The results show that FGF-21 is stable when stored at-20 ℃ for 1 or 60 days, at 4 ℃ for 1 day, at room temperature for 3h or after three freeze-thaw cycles, and that the RE% of the low-concentration QC sample (80pg/mL) is between-2.2% and 8.1% and the RE% of the high-concentration QC sample (3200pg/mL) is between-10.3% and-2.4%. The results are shown in tables 19 to 21. It is suggested that the measured concentration of the low and high concentration quality control samples is within + -20% of the formulated concentration, and meets the technical requirements of ligand binding analysis in the validation guidelines of the quantitative analysis methods of biological samples (Guideline on bioanalytical method evaluation. EMEA, 2011.6.).

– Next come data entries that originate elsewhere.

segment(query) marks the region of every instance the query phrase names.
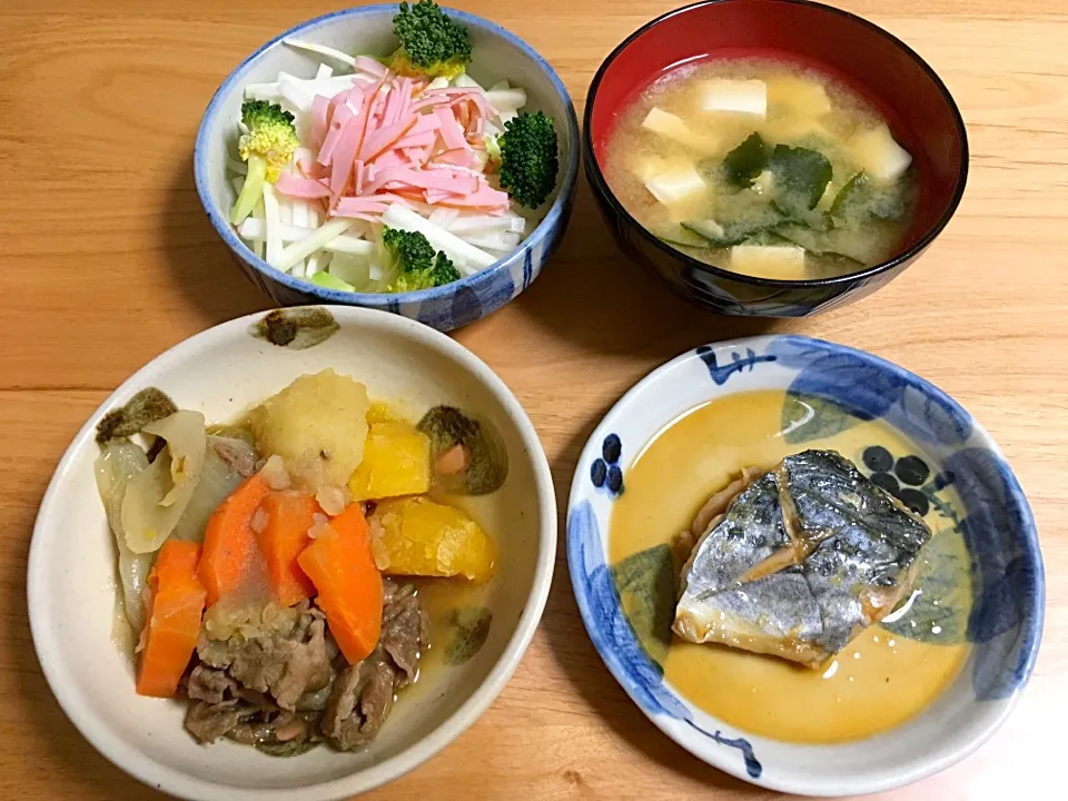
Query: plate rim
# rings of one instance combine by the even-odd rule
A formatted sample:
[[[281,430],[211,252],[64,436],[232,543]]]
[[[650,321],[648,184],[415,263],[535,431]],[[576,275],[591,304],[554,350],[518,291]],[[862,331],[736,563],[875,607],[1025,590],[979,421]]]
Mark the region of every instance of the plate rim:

TABLE 19 stability assay for FGF-21 samples by ELISA method under different storage conditions (
Figure BDA0002676165450000162
n=5)
Figure BDA0002676165450000163
Figure BDA0002676165450000171
TABLE 20 stability assay for FGF-21LQC (80pg/mL) samples at different storage conditions by ELISA
Figure BDA0002676165450000172
TABLE 21 stability assay of FGF-21HQC (3200pg/mL) samples at different storage conditions by ELISA
Figure BDA0002676165450000173
The results show that the tests such as the Minimum Required Dilution (MRD), the standard curve and the quantitative range, the specificity, the selectivity, the precision and the accuracy, the dilution linearity, the parallelism, the stability and the like all accord with the technical requirements of the ligand binding analysis in the verification guiding principle of the quantitative analysis method of the biological sample through the methodological verification.

Claims (10)

1. A method for detecting the concentration of FGF-21 in cynomolgus monkey serum is characterized by comprising the following steps:
(1) adding a serum sample to be tested on a 96 micro-porous plate pre-coated with a rabbit anti-human FGF-21 polyclonal antibody for incubation;
(2) adding a detection antibody into the washed plate for incubation;
(3) adding an enzyme-labeled antibody for incubation after washing the plate;
(4) after washing the plate, adding HRP substrate tetramethyl benzidine for dark incubation, then adding stop solution to terminate the enzyme reaction, and measuring the absorbance at 450 nm;
(5) the FGF-21 concentration in the serum was calculated from the values of absorbance.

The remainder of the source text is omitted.